ICT White Paper 'creates telecoms monopoly'
MTN believes government's plans to create a wholesale open access network (WOAN) will be anti-competitive and essentially create a monopoly in the telecoms market.
This is according to MTN SA CEO Mteto Nyati, explaining the mobile operator's reaction to government's newly published Integrated ICT Policy White Paper.
Nyati told ITWeb via e-mail that the creation of a WOAN ? from which all operators will need to buy capacity ? "is nothing other than the creation of a monopoly".
"It seems to be counter-intuitive that South Africa has spent the past 22 years creating the regulatory environment for competition to flourish only to revert back to a monopoly. MTN knows of no other country where such a structure has been implemented or is successful," he says.
Nyati adds that in general, MTN is in agreement with the policy's objectives of ensuring more South African citizens have access to communications services. However, "MTN prefers competition to bridge the digital divide rather than large-scale policy and regulatory interventions on a variety of topics".
The White Paper argues the new open access regime necessitates a revised licensing framework to accommodate more players and open up the market for more competition.
"The new policy environment of open and shared networks will enable competition to be focused at the service level, enabling multiple service providers to provide high-quality and innovative products and services to South Africans at affordable rates."
Another key area of concern for MTN is that the policy document signals the current mobile operators will not have access to any exclusive spectrum frequencies in future.
"Unfortunately, the policy document goes even further to suggest that ICASA as the regulator should engage with the mobile operators on the terms and conditions of returning their current frequencies. In short, the policy suggests that mobile operators will not get any more frequency spectrum and must hand back what they have.
"Clearly, such a scenario is untenable and unacceptable," according to Nyati.
Last week, Telkom was the first mobile operator to publicly voice its concerns about the policy document which was finally published by government in early October. Vodacom and Cell C remain silent for now.
Telkom chief commercial officer Brian Armstrong said the White Paper contained a lot of good; however, "some of it is concerning and there are some parts that are potentially dangerous".
Telkom's concerns echo MTN's, with Armstrong also speaking out against the idea that operators would have to give back costly spectrum, saying it "compromises the operators' anticipated return on invested capital and disincentives future expenditure towards network upgrade and maintenance".
"The fundamental problem is you have spent millions on the network and then have to return it.
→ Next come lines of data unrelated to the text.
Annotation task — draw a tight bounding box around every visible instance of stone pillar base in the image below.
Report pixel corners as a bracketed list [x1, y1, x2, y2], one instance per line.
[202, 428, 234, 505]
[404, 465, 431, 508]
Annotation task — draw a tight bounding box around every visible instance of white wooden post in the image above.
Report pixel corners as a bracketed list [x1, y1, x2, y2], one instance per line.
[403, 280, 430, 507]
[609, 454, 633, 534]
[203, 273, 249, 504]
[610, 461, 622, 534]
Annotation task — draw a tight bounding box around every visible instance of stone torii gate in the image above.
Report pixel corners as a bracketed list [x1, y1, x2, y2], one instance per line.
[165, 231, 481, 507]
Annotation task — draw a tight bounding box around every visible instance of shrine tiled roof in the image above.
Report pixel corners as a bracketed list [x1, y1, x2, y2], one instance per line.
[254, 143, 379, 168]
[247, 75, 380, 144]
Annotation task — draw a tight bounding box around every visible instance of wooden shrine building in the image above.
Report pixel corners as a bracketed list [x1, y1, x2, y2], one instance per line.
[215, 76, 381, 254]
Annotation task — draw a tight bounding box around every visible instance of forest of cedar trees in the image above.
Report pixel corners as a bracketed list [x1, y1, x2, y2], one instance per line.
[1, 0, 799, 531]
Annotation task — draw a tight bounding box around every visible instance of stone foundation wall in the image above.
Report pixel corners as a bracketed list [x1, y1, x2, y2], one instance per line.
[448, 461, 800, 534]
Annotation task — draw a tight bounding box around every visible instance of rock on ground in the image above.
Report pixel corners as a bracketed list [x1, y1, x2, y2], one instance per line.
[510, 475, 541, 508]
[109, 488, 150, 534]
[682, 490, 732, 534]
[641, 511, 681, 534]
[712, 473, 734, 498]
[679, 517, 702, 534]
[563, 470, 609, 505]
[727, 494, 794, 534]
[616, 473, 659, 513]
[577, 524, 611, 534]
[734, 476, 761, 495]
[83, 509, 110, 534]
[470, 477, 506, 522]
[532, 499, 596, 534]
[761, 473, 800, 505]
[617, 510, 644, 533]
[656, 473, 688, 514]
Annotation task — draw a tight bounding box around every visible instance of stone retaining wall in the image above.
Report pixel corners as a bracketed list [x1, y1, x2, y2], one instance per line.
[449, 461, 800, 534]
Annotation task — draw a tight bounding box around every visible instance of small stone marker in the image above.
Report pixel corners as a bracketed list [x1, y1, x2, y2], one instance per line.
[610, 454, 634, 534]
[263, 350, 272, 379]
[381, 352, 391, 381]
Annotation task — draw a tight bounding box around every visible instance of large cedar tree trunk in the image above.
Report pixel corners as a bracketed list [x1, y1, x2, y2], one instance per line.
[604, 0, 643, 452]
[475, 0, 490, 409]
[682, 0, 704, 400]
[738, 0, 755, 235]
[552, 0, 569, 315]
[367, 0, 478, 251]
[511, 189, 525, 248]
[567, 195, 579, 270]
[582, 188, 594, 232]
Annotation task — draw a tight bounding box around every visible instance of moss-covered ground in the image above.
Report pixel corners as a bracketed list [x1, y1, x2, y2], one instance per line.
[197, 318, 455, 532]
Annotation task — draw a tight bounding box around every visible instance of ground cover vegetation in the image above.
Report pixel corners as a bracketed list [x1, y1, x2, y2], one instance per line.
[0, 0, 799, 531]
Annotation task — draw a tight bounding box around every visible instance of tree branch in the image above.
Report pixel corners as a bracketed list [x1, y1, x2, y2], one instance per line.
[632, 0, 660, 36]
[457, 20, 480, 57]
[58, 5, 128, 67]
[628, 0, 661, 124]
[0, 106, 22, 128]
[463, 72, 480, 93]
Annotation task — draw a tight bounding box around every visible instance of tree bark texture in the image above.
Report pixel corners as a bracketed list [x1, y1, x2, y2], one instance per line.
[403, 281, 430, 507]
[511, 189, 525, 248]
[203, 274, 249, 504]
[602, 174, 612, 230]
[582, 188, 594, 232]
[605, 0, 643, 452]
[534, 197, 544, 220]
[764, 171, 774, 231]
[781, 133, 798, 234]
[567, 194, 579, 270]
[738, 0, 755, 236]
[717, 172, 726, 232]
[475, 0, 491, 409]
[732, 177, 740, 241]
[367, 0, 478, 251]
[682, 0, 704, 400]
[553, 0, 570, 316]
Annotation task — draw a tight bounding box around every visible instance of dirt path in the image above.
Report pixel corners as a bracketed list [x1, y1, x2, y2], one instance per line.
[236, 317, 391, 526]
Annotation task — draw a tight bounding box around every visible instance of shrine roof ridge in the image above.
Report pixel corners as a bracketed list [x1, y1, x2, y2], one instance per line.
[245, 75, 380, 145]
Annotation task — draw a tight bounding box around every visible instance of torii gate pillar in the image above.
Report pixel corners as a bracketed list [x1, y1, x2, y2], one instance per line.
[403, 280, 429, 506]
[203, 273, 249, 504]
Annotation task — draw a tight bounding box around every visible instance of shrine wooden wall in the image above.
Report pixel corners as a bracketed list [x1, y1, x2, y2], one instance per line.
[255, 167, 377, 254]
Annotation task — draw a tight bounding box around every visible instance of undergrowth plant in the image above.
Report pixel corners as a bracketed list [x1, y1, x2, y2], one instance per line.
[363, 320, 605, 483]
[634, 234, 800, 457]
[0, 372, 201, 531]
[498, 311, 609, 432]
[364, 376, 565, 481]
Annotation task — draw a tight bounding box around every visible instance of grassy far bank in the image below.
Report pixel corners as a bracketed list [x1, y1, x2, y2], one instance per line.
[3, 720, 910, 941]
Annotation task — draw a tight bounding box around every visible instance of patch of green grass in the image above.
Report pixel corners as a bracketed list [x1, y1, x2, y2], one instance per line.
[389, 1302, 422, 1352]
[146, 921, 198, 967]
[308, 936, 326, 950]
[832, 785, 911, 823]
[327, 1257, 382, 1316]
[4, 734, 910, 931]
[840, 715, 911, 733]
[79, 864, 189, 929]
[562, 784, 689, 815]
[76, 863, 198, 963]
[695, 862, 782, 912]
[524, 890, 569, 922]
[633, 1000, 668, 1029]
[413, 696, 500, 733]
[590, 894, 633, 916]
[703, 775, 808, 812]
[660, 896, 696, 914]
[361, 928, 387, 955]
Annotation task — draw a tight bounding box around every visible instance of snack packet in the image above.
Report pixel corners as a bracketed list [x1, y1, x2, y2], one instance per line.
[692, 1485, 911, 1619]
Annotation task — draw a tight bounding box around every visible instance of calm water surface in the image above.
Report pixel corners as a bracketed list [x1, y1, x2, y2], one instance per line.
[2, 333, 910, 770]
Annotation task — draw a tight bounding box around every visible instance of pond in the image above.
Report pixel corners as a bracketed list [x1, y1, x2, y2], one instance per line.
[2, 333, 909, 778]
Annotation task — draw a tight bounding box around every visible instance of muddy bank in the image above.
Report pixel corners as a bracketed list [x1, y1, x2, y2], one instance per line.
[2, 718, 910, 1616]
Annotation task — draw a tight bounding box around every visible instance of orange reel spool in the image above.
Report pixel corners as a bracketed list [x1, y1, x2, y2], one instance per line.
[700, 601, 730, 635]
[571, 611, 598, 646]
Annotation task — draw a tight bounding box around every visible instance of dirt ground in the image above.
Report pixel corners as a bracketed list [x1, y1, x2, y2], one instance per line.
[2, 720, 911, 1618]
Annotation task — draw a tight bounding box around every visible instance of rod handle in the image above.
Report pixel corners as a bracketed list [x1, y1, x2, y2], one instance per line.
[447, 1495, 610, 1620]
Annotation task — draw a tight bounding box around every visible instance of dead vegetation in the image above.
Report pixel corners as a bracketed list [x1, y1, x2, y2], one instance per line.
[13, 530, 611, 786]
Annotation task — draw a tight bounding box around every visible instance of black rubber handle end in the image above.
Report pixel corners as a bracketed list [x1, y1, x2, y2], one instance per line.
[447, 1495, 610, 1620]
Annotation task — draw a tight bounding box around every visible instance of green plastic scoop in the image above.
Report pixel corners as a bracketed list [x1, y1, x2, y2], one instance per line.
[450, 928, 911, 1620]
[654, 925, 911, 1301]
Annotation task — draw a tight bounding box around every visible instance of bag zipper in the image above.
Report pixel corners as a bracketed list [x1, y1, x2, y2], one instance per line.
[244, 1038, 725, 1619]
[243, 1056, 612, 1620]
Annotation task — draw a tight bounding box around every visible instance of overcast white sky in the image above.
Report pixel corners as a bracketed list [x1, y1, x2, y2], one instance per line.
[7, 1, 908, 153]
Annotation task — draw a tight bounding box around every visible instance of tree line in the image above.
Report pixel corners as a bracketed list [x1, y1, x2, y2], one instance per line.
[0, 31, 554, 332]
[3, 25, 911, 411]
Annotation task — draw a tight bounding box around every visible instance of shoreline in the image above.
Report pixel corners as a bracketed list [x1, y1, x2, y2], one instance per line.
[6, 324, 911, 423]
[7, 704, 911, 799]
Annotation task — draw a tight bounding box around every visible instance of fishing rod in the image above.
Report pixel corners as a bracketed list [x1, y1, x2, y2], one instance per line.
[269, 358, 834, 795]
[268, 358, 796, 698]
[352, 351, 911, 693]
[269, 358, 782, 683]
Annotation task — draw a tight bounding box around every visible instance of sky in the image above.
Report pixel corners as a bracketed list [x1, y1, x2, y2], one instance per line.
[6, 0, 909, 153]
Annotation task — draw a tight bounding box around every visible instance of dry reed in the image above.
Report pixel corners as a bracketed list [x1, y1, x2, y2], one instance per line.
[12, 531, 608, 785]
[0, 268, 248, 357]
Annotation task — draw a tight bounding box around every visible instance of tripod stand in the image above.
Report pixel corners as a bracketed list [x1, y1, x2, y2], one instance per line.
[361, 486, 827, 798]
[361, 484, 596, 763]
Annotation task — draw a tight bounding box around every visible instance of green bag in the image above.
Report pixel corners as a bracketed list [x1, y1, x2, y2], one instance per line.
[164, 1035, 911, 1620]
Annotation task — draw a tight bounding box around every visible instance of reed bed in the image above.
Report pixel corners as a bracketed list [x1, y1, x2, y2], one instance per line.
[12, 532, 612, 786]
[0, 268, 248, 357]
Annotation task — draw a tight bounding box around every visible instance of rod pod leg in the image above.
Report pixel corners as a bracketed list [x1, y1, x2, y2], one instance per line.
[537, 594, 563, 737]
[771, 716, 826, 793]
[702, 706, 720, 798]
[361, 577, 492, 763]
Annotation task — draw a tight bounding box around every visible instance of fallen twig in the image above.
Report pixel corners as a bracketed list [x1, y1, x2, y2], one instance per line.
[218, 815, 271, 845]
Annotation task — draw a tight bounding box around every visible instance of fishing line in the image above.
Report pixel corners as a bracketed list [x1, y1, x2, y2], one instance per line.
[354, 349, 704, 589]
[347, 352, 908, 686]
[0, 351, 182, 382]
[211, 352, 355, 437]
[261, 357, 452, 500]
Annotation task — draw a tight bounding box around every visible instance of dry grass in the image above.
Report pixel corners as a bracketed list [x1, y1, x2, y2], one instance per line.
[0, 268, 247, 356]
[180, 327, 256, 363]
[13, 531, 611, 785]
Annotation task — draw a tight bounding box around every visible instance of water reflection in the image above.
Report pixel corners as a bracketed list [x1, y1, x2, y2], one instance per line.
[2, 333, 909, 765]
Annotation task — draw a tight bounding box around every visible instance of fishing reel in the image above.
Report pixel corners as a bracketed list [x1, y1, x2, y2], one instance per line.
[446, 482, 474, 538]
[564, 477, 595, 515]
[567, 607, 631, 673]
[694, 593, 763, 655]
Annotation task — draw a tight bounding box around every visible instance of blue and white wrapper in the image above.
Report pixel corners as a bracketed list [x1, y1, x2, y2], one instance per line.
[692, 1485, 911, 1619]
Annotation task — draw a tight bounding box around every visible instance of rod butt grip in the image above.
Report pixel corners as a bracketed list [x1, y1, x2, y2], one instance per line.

We need industry engagement on this issue," Armstrong said.
Nyati has always been vocal about his views that mobile operators need to be given access to more spectrum, in order to provide better services.
"The growth of the telecoms sector and the development of the country is dependent on the expeditious allocation of radio spectrum, which will enable operators to improve their service offerings by deploying networks more efficiently in line with customer requirements," he told ITWeb.
Nyati says MTN has spent more than R22 billion in the last three financial years to roll out its 2G, 3G and LTE networks in South Africa. This as the demand for data on the MTN network has "exponentially increased", and this increased demand has placed increased pressure on the network.
"The lack of any further frequency spectrum assignment has compelled MTN SA to re-farm existing spectrum to cater for LTE technology and has led MTN to densify its network by rolling out more network elements, which is the more expensive option but an option that we have had to take. MTN is concerned about the delays experienced in the allocation of suitable spectrum," Nyati adds.
Spectrum allocation has recently been held up by a squabble between the Department of Telecommunications and Postal Services (DTPS) and telecoms regulator, the Independent Communications Authority of SA (ICASA).
The DTPS in September succeeded in interdicting ICASA from continuing with a planned spectrum auction which would have given telecoms operators the opportunity to bid on lots of spectrum in the highly sought-after 700MHz, 800MHz and 2.6GHz bands. The DTPS argued ICASA should have waited for the ICT White Paper to be published before issuing an invitation to operators to apply for licences for spectrum.
The interdict ruling was only part A of the case and part B must still be heard by the High Court - most likely sometime next year.